Do No Harm v. Vituity
Do No Harm, a group representing doctors and healthcare professionals, sued Vituity, a nationwide physician partnership, over their Bridge to Brilliance Incentive Program. This program offered benefits and sign-on bonuses specifically to qualified Black physicians. The lawsuit claimed this program violated certain laws, including Section 1981 and Section 1557 of the Affordable Care Act, which prohibits discrimination by healthcare providers receiving federal financial assistance. Do No Harm wanted a court order to stop Vituity from closing the program’s application period on Dec. 17, 2023.
- On Jan. 3, both parties agreed to dismiss the case voluntarily. Vituity decided to end the challenged incentive program, and in their joint stipulation of dismissal, they acknowledged ending the “Black Physician Leadership Incentive.” They also agreed that, in the future, when considering incentives, Vituity may only take into account how race affected a physician’s life, using language similar to a Supreme Court case (SFFA v. Harvard) discussing a permissible use of race in the context of school admissions.
Harker v. Meta Platforms, Inc. et al.
A lighting technician who worked on a set where a Meta commercial was produced sued Meta and a film producers association, alleging that Meta and the association violated Title VII, Sections 1981 and 1985, and New York law through a diversity initiative called Double the Line (DTL). The plaintiff also claims that he was retaliated against after raising questions about the qualifications of a coworker hired under the program.
- On Dec. 19, 2023, the defendants filed motions to dismiss the case. They argued that the technician didn’t have the right to sue because he didn’t apply for the position and wasn’t eligible due to having more experience than what the program was designed for. They also argued that the technician had no contractual or employment relationship with them, making it difficult for him to claim a violation of certain laws. Additionally, they said he couldn’t prove that race was the main reason he wasn’t hired. The production company that employed the technician argued that he didn’t have a valid retaliation claim because simply asking questions about the DTL program wasn’t considered a protected activity, and he didn’t mention trying to get rehired.
Alexandre v. Amazon.com, Inc.
White, Asian, and Native Hawaiian plaintiffs, on behalf of a putative class of past and future Amazon “delivery service partner” program (DSP) applicants, challenged a DEI program that provides a $10,000 grant to qualifying delivery service providers who are “Black, Latinx, and Native American entrepreneurs.” Plaintiffs alleged violations of Section 1981 and California state civil rights law prohibiting discrimination.
- On Dec. 6, 2023, Amazon filed its motion to dismiss the amended complaint. Amazon argued the plaintiffs lack standing because the grant program is only available to DSPs and the plaintiffs are not DSPs and have never applied to become DSPs.
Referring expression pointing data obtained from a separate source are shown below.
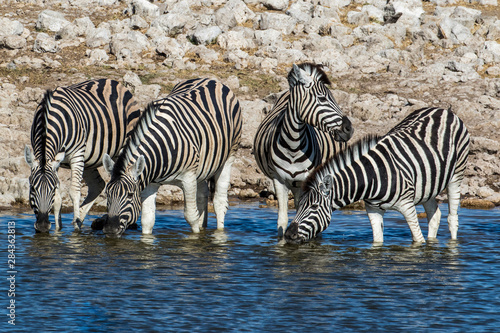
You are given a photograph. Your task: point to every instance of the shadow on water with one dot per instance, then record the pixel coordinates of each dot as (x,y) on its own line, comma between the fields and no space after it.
(244,279)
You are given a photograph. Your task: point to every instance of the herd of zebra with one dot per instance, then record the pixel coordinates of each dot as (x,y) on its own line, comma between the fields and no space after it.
(190,138)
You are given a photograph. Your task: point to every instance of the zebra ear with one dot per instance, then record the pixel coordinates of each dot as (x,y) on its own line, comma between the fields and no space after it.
(138,167)
(302,76)
(326,186)
(29,157)
(58,159)
(108,163)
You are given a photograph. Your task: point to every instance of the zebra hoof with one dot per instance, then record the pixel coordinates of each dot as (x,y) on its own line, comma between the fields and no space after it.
(77,225)
(98,224)
(133,226)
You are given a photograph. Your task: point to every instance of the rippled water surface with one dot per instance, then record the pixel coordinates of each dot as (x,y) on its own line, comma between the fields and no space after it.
(244,280)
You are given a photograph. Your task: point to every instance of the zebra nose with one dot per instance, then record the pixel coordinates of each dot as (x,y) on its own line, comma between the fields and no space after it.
(346,130)
(292,232)
(42,223)
(112,227)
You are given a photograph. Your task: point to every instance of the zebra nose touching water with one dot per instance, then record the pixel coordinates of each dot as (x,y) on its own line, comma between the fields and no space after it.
(414,162)
(74,127)
(185,139)
(304,128)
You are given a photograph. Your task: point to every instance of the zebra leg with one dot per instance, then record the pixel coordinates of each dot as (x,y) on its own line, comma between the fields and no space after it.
(410,213)
(202,204)
(376,216)
(57,208)
(95,185)
(148,208)
(191,214)
(222,183)
(297,193)
(453,204)
(77,166)
(433,217)
(281,192)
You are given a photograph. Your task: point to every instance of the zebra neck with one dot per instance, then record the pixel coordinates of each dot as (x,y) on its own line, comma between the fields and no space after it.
(293,132)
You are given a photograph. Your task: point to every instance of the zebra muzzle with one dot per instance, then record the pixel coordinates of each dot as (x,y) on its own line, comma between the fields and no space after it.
(112,227)
(42,223)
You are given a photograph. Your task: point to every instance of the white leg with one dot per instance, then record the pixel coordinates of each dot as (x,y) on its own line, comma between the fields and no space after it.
(75,189)
(433,217)
(57,208)
(202,204)
(222,183)
(190,189)
(95,186)
(148,209)
(297,192)
(281,192)
(453,204)
(410,213)
(376,216)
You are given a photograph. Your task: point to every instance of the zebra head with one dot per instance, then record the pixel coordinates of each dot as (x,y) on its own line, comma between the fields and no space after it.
(314,103)
(44,183)
(314,212)
(123,196)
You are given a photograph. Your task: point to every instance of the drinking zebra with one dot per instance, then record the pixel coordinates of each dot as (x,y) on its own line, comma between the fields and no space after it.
(74,127)
(416,160)
(299,133)
(185,139)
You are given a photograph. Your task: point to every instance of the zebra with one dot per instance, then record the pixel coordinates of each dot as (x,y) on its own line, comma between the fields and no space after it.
(299,133)
(73,127)
(186,139)
(414,162)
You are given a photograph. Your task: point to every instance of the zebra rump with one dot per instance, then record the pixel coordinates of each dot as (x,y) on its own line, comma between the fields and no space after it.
(414,162)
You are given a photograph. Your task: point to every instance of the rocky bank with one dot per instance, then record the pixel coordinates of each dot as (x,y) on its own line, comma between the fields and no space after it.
(385,59)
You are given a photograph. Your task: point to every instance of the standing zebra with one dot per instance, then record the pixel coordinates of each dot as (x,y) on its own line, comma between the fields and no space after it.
(185,139)
(73,128)
(299,134)
(420,157)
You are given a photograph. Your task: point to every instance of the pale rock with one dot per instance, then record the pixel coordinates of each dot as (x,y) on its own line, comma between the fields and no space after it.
(233,13)
(275,4)
(277,21)
(207,35)
(301,11)
(51,20)
(45,43)
(267,37)
(98,37)
(144,8)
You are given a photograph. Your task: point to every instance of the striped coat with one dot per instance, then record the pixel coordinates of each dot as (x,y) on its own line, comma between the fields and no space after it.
(414,162)
(185,139)
(302,130)
(74,127)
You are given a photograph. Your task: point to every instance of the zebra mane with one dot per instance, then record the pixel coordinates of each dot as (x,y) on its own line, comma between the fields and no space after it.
(342,159)
(315,70)
(39,131)
(134,139)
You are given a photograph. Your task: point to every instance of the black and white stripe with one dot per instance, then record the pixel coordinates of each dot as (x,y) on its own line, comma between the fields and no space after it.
(74,127)
(299,133)
(185,139)
(414,162)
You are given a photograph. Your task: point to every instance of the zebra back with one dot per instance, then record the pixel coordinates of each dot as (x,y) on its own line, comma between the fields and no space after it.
(197,126)
(95,114)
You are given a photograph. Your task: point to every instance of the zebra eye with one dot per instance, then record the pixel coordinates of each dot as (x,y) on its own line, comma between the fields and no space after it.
(322,99)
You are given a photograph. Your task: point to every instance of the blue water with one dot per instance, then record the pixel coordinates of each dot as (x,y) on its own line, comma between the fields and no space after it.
(244,280)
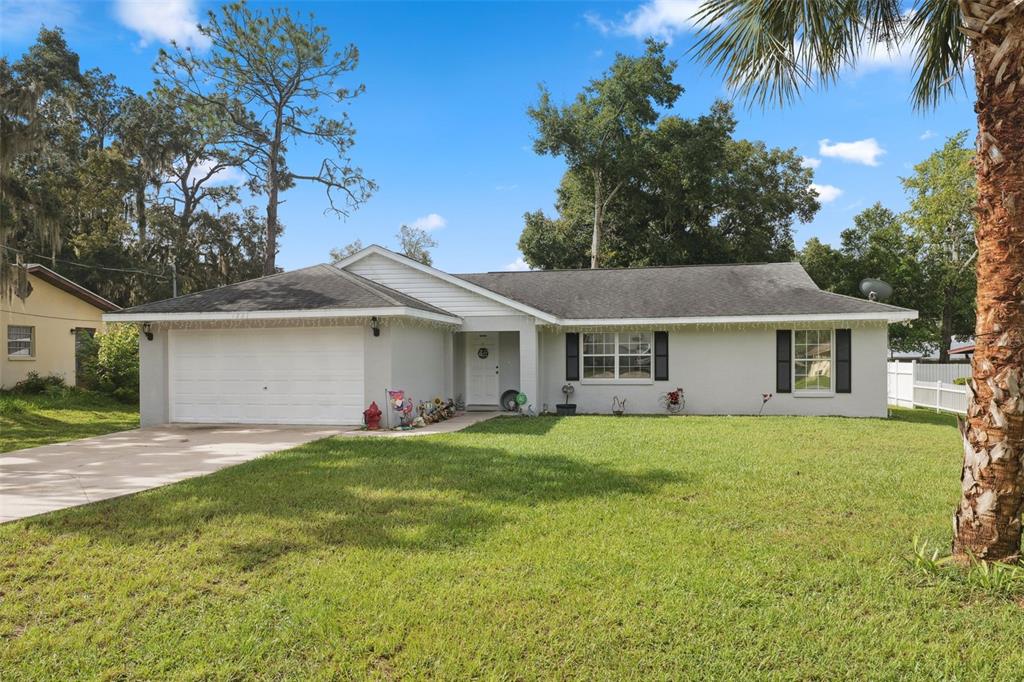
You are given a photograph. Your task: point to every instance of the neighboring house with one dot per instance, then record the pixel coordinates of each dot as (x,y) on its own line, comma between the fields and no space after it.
(316,345)
(43,331)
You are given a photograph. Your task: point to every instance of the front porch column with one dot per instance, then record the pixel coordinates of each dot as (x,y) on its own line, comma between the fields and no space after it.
(528,364)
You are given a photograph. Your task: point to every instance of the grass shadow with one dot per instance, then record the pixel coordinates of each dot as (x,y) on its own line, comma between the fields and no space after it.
(412,494)
(922,416)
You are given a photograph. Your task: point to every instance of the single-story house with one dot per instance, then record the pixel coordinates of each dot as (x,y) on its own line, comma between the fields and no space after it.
(44,330)
(318,344)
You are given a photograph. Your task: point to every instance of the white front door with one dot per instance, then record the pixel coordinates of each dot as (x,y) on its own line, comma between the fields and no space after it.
(481,368)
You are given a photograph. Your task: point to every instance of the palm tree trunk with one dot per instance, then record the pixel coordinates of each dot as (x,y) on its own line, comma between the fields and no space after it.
(987,522)
(595,244)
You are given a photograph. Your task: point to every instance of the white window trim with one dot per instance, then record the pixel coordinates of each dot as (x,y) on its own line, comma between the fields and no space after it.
(616,381)
(813,392)
(32,344)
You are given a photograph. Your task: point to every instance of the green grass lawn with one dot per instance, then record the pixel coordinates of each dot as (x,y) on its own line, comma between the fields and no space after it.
(588,548)
(27,421)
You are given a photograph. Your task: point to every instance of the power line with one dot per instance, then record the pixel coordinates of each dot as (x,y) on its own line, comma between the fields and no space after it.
(36,314)
(88,267)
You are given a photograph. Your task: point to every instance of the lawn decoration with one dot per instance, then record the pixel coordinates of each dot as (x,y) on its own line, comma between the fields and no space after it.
(434,411)
(372,417)
(674,401)
(566,408)
(401,405)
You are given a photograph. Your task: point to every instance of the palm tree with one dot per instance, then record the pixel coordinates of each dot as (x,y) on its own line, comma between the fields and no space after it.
(769,50)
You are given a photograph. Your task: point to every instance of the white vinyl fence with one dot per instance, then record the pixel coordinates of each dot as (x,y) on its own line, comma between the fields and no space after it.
(928,385)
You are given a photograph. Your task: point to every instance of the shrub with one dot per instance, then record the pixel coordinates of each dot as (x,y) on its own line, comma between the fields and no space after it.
(110,363)
(35,384)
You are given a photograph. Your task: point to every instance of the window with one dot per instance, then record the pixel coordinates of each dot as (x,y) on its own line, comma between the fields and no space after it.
(616,356)
(812,359)
(20,341)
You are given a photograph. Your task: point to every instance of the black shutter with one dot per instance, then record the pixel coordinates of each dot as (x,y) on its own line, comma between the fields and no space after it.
(572,356)
(660,355)
(783,361)
(843,360)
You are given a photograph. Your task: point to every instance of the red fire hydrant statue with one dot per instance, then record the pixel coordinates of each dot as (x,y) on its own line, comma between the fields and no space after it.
(372,416)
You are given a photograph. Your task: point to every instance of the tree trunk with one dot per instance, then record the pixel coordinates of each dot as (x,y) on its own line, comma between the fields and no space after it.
(140,211)
(595,244)
(946,332)
(270,257)
(987,522)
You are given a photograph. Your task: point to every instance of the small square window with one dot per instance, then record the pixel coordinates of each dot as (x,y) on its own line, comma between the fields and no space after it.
(20,341)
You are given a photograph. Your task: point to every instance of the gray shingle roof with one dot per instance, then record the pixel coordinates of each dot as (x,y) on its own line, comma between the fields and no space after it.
(689,291)
(318,287)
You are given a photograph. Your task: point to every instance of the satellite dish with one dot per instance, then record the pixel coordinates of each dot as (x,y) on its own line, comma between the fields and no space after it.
(876,290)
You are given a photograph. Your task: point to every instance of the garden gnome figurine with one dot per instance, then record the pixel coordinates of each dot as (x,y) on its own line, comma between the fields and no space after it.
(372,416)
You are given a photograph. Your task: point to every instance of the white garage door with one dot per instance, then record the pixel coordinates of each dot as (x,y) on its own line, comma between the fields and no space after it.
(266,376)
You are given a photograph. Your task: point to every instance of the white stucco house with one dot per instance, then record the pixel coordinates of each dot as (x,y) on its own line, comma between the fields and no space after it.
(318,344)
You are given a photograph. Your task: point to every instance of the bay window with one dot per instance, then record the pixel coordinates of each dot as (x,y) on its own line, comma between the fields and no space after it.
(622,356)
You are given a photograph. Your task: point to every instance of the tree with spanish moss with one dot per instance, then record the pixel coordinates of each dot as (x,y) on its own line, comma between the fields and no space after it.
(267,74)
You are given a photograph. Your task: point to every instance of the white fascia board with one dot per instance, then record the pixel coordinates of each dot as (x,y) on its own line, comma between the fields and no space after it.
(398,311)
(444,276)
(893,316)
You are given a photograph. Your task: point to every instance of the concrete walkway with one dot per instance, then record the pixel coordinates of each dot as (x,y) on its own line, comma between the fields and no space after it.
(67,474)
(448,426)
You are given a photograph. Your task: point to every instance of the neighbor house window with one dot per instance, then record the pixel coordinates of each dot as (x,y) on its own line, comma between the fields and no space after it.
(812,359)
(616,355)
(20,341)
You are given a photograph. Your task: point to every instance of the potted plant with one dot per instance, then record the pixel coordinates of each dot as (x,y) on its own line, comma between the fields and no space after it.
(674,401)
(566,409)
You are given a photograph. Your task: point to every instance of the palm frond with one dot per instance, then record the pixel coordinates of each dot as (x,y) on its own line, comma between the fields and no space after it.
(940,50)
(770,50)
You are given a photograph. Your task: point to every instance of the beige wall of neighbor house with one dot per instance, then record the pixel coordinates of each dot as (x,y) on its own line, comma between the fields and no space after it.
(724,371)
(52,313)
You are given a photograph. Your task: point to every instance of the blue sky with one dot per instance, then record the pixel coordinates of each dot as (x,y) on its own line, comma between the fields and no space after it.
(442,126)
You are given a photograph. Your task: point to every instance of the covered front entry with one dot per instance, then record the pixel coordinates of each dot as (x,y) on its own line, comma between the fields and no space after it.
(266,376)
(482,368)
(486,365)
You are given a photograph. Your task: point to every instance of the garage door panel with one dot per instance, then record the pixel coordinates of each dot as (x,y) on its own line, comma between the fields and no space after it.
(273,376)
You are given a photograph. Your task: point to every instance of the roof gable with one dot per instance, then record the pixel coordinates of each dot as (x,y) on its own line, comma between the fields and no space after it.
(689,292)
(66,285)
(434,286)
(315,288)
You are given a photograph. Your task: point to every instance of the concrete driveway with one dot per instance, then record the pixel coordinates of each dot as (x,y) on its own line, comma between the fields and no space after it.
(68,474)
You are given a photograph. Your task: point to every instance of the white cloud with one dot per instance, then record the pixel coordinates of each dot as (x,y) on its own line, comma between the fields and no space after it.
(162,22)
(229,175)
(864,152)
(660,18)
(429,222)
(826,193)
(518,265)
(23,18)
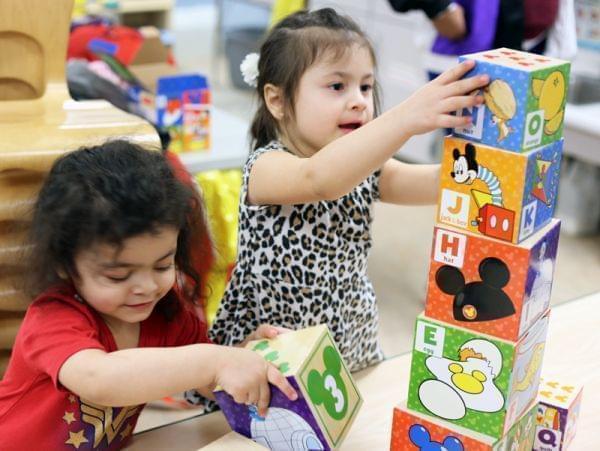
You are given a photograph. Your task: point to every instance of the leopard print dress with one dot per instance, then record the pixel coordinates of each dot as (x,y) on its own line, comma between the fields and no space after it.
(302,265)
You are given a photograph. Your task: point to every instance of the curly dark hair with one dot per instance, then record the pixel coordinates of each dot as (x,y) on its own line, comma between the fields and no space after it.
(106,194)
(290,48)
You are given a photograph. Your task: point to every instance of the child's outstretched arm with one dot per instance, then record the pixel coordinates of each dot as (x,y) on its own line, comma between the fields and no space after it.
(280,178)
(138,375)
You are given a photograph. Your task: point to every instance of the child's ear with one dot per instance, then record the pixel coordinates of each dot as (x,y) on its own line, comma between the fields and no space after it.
(274,100)
(62,274)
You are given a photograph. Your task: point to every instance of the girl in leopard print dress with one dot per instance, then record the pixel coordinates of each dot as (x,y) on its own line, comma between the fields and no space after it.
(319,161)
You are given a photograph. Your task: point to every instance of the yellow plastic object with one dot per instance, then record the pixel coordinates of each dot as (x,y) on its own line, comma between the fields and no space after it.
(79,9)
(221,192)
(283,8)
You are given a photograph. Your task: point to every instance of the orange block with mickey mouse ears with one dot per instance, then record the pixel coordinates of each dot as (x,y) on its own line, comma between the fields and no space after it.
(417,431)
(491,286)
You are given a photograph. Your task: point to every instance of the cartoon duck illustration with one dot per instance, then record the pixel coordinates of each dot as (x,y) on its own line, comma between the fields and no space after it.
(500,99)
(467,383)
(551,93)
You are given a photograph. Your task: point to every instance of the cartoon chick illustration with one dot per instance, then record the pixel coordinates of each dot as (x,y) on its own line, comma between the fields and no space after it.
(500,99)
(466,383)
(551,93)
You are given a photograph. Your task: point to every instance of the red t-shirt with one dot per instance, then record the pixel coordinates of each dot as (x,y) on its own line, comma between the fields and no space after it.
(36,411)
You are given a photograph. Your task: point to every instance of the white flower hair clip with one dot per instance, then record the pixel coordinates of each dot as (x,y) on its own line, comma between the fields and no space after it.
(249,69)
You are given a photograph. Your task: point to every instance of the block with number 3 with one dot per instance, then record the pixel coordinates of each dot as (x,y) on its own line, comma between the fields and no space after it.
(328,400)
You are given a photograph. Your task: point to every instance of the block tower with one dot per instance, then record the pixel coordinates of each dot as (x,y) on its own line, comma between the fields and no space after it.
(478,347)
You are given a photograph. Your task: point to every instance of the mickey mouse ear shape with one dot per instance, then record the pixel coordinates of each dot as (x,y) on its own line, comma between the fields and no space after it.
(449,279)
(494,272)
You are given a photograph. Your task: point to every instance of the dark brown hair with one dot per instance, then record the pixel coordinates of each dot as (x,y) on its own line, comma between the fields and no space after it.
(291,47)
(106,194)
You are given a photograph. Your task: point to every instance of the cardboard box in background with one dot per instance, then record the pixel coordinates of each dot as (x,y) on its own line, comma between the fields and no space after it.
(174,102)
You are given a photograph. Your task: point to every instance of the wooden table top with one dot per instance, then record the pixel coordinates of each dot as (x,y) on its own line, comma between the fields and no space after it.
(572,355)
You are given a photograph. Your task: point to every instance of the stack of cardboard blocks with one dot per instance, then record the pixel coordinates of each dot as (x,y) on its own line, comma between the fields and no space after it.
(479,345)
(327,403)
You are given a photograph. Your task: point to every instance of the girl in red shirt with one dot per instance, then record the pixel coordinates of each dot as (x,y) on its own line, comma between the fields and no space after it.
(113,327)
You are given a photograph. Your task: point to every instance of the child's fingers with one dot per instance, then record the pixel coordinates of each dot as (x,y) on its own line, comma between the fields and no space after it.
(275,377)
(450,121)
(452,104)
(263,399)
(454,73)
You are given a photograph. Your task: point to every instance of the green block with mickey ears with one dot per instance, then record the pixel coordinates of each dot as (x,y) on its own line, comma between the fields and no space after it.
(310,359)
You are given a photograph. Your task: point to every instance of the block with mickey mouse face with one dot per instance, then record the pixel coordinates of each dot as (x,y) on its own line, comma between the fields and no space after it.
(495,193)
(488,285)
(524,101)
(328,400)
(557,414)
(417,431)
(475,381)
Langan v. Starbucks Corporation
A white female former employee of Starbucks sued Starbucks, claiming she was wrongfully accused of racism and terminated when Starbucks unsuccessfully attempted to deliver T-shirts supporting the “Black Lives Matter” movement to her store and accused the plaintiff of rejecting the delivery out of her alleged political opposition to the movement. The plaintiff alleged that she was discriminated against based on her race and disability as part of a programmatic favoring of non-white employees.
- Starbucks filed its motion to dismiss on Dec. 8, 2023.